Alcool : l’Ontario lorgne les supermarchés
TORONTO – L’Ontario s’apprêterait à donner un grand coup de barre dans le sens de la modernisation de la vente d’alcool, le premier depuis que la province a aboli la prohibition et donné un quasi-monopole sur la vente de bière à trois grands brasseurs, il y a tout près de 90 ans.
FRANÇOIS PIERRE DUFAULT
fpdufault@tfo.org | @fpdufault
Le gouvernement libéral de Kathleen Wynne pourrait étendre la vente de bière – y compris la bière artisanale – ainsi que certains vins locaux et étrangers à quelques centaines de grands supermarchés. Ce changement, s’il se concrétise, sera l’aboutissement de trois décennies de promesses politiques.
La proposition viendrait d’abord d’un panel d’experts sur l’avenir de certains biens publics de l’Ontario, avec à sa tête l’économiste de renom Ed Clark, pour se retrouver dans le prochain budget provincial, selon ce qu’a rapporté le Toronto Star, le vendredi 13 mars.
Une telle modernisation du marché de l’alcool viendrait casser le quasi-monopole sur la bière dont les trois grands brasseurs internationaux à l’origine du Beer Store ont hérité à la fin de la prohibition en 1927. Un quasi-monopole qui est de plus en plus contesté par les consommateurs et les petits brasseurs.
Réglementation stricte
Pour l’instant, le Beer Store détient un contrôle absolu sur la vente de plus grands emballages de bière et partage avec la Régie des alcools de l’Ontario, la LCBO, le marché des emballages de six contenants ou moins. Les brasseurs artisanaux sont le plus souvent limités à vendre leurs produits à même leurs ateliers.
L’Ontario est la province où la réglementation sur la vente d’alcool est la plus stricte au pays.
« Nous avons été ouverts au sujet de nos préoccupations autour de la question de l’équité du Beer Store », a déclaré un porte-parole du ministre des Finances, Charles Sousa, dans un échange de courriels avec #ONfr. « Nous croyons qu’il y a une occasion d’améliorer la commodité du client et de nous assurer qu’il existe un large éventail de marques de bière disponibles à la population ontarienne. »

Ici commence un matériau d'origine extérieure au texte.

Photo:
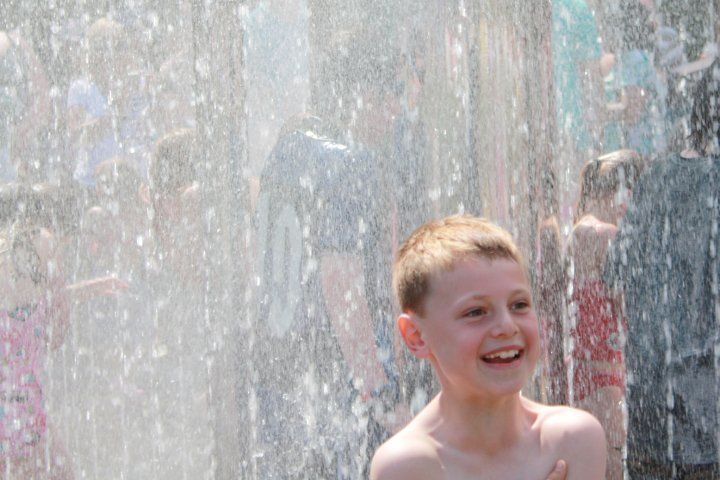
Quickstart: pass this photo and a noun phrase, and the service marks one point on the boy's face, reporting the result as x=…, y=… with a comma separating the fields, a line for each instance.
x=479, y=328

Il semble qu’Ed Clark ait poussé sa réflexion sur la vente d’alcool un peu plus loin depuis la présentation d’un rapport préliminaire, l’automne dernier. L’ex-banquier torontois recommandait à l’origine d’ouvrir les portes de la LCBO à de plus grandes quantités de bière, sans plus.
« Les attentes des consommateurs sont grandissantes », a signalé Brad Duguid, ministre du Développement économique, en marge d’un point de presse à Queen’s Park, le 13 mars. « Je pense qu’en même temps que nous travaillons avec nos partenaires du secteur privé pour nous assurer qu’ils demeurent compétitifs, nous avons aussi une obligation en tant que gouvernement de maximiser l’expérience-client là où nous avons des pouvoirs de réglementation. »
Bières artisanales
Les brasseurs artisanaux verraient aussi d’un bon œil la possibilité de vendre leurs cervoises dans les Loblaws et Sobeys, entre autres. « Comme nous l’avons souvent dit, un meilleur accès aux bières artisanales de l’Ontario accélérera notre création d’emplois et notre capacité à solidifier l’établissement de brasseries artisanales à travers la province », a fait savoir John Hay, président de l’Ontario Craft Brewers.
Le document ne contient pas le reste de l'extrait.